The time has now come for patients (or their attendants if the patient is not in a position to be consulted) to decide between life and death. Should the patient be sustained on a ventilator, even when in pain and with indignity, just to prolong the dying process? Or should he be allowed to go in peace when no remedy is available?
The fact is that this difficult choice arises not just in the final moments of life. Given the growing power of the pharmaceutical industry, the miracles of medical science and research and the wonders of diagnostic technology, the time to choose between perishing quietly sooner or struggling for survival for a few more years in pain and indignity often comes at a younger age. The terminal stage of an illness can be quite a long-drawn process as life expectancy has grown. In Pakistan, it was 37 years in 1950. Today, it has doubled to 76.
A healthy discourse is needed on aging, illness and death.
It is not the medical profession that alone faces this choice. Conscientious physicians and surgeons continuing to struggle to save human lives at all cost have often come under criticism. I remember the extremely wise words of a German surgeon, “Our aim should not be to add years to life but add life to years.”
The final word must be the patient’s himself who is required to take this difficult decision. The commercialisation of healthcare has increased the pressures on patients because attractive offers and fake promises of magic cures by men with vested interests make it difficult for a layman to take such vital decisions objectively.
The choice between ‘to live or to die’ is really a personal decision except when such a patient is being treated in a government hospital or is sent abroad at state expense. It is then that taxpayers have the right to raise questions about the feasibility of the treatment and its appropriate use.
Culturally our society shies away from discussing the issue of death — as a fact of life — although our religion is replete with references to death. Doctors tend to be very discreet about it as many of them say the relatives do not want the physician to bring up this issue before the patient. Many patients who would want to talk about the subject especially with regards to themselves are hushed up by their next of kin. As such, the issues surrounding death are brushed under the carpet, and people just grope around in the dark at such crucial moments.
A major factor that has added to this confusion is the increase in lifespan. It means that people are living longer and productively for many years after retirement. Though retirement ages have been raised from time to time, the population growth rate has not dropped as it has in other societies. The ageing of society has not taken place in Pakistan. As such we are facing a youth bulge with 64 percent of the population being under 30 years.
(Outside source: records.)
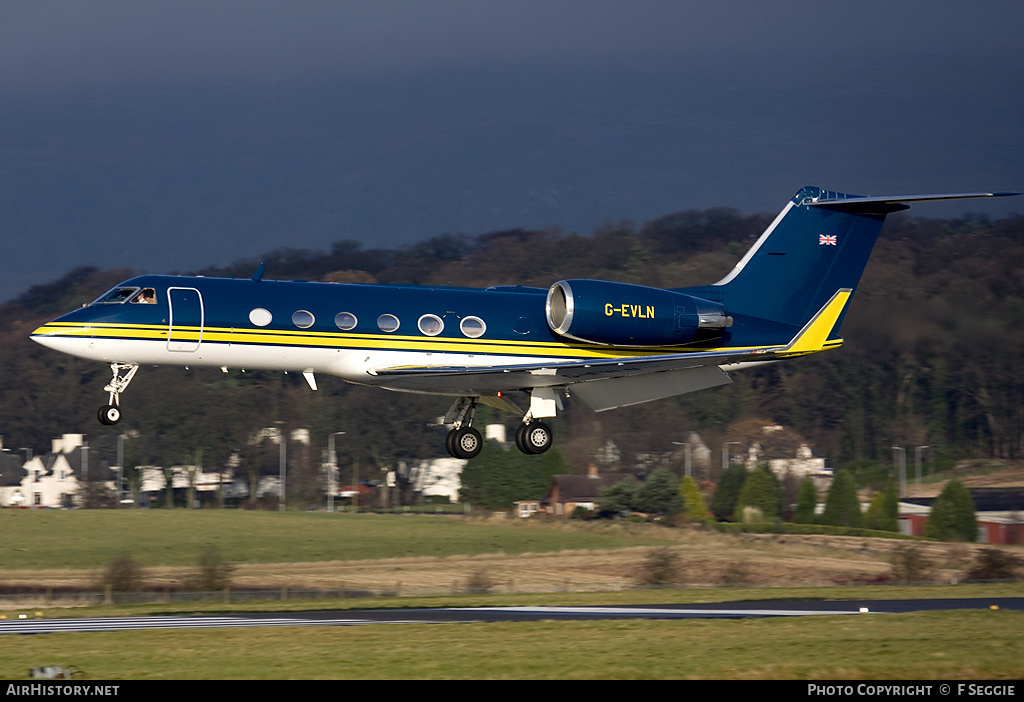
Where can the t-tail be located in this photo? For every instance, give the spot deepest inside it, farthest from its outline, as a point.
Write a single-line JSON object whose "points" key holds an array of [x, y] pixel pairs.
{"points": [[804, 268]]}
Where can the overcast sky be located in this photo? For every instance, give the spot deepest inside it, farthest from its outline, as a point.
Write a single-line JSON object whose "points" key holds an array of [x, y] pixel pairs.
{"points": [[246, 126]]}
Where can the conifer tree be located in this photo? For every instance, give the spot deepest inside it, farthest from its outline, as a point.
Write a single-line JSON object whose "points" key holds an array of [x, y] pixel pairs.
{"points": [[807, 500], [694, 506], [952, 517], [842, 505], [723, 503], [760, 491]]}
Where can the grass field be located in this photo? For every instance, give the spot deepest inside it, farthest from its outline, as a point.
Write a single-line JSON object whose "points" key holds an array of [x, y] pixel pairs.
{"points": [[928, 645], [922, 646], [83, 539]]}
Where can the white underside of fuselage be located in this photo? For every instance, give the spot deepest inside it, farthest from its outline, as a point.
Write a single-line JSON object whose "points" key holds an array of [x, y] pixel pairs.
{"points": [[353, 365]]}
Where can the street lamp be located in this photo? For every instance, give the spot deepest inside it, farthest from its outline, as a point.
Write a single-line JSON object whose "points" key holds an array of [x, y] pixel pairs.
{"points": [[686, 458], [899, 457], [918, 451], [725, 454], [283, 466], [332, 468]]}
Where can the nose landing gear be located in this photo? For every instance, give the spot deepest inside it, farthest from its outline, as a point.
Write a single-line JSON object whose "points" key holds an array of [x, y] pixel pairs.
{"points": [[111, 413]]}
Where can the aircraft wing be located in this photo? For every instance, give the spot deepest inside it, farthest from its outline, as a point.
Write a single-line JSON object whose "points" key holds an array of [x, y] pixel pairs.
{"points": [[601, 384]]}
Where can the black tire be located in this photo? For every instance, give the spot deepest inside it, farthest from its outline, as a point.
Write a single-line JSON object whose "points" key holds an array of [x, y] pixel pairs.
{"points": [[520, 439], [466, 442], [534, 438], [109, 414], [450, 443]]}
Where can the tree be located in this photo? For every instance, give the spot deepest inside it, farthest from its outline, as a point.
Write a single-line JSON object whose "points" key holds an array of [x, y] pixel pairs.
{"points": [[619, 497], [760, 492], [890, 508], [498, 477], [952, 517], [658, 493], [842, 505], [723, 503], [694, 507], [807, 501]]}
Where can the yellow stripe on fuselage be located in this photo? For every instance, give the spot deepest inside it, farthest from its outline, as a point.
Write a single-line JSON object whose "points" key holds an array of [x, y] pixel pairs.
{"points": [[359, 341]]}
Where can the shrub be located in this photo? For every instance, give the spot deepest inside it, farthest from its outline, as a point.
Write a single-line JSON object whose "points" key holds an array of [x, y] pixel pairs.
{"points": [[479, 583], [909, 564], [659, 568], [993, 564], [952, 517], [123, 574], [215, 572]]}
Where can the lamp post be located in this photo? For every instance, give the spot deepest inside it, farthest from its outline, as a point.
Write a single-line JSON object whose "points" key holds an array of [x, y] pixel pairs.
{"points": [[283, 467], [332, 468], [686, 456], [725, 454], [918, 451], [899, 457]]}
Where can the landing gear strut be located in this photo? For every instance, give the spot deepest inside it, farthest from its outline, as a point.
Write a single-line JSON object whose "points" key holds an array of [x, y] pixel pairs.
{"points": [[111, 413], [534, 437], [531, 437], [463, 441]]}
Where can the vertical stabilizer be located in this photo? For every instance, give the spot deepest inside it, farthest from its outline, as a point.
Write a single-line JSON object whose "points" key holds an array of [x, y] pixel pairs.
{"points": [[817, 246]]}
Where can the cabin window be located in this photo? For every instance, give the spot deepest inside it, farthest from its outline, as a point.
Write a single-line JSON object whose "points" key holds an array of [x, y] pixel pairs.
{"points": [[473, 326], [345, 320], [260, 316], [387, 322], [303, 319], [431, 324], [117, 296]]}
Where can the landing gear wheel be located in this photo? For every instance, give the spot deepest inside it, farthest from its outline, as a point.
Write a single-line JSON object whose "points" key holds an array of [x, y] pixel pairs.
{"points": [[109, 414], [534, 438], [464, 443]]}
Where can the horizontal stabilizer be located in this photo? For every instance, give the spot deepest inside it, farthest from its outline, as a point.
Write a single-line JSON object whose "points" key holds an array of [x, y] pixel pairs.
{"points": [[885, 204]]}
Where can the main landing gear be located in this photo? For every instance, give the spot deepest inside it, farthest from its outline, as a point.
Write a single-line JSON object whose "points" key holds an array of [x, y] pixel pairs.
{"points": [[111, 413], [531, 437]]}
With no effective social welfare system for the old and not enough jobs for the young, who is to provide for those who are no longer productive? Even healthcare is not tailored for the aged. How many geriatricians do you have in Pakistan? The health problems of the aged are not even recognised and are left in the hands of specialists of all variety except geriatricians. People end up with long, unhealthy and unhappy lives.
So what needs to be done? First of all we need to introduce a healthy discourse on aging, illness and death. I find many senior citizens in a happy frame of mind and contented with their lives. They have created groups for themselves and are engaged in pleasant activities. But these are just a handful. One generally finds them disgruntled, as a result suffering from chronic illnesses and in the grip of dementia that creates problems of its own. And when they fall seriously ill, no stone is left unturned to provide them with life-saving therapy that doesn’t restore their health but certainly drags on their misery.It is time to talk. People in good health should not be afraid to say, ‘If this happens … if that happens … I would like to cling or go’ This approach would also open a discourse on deceased organ donation, a taboo subject in Pakistan.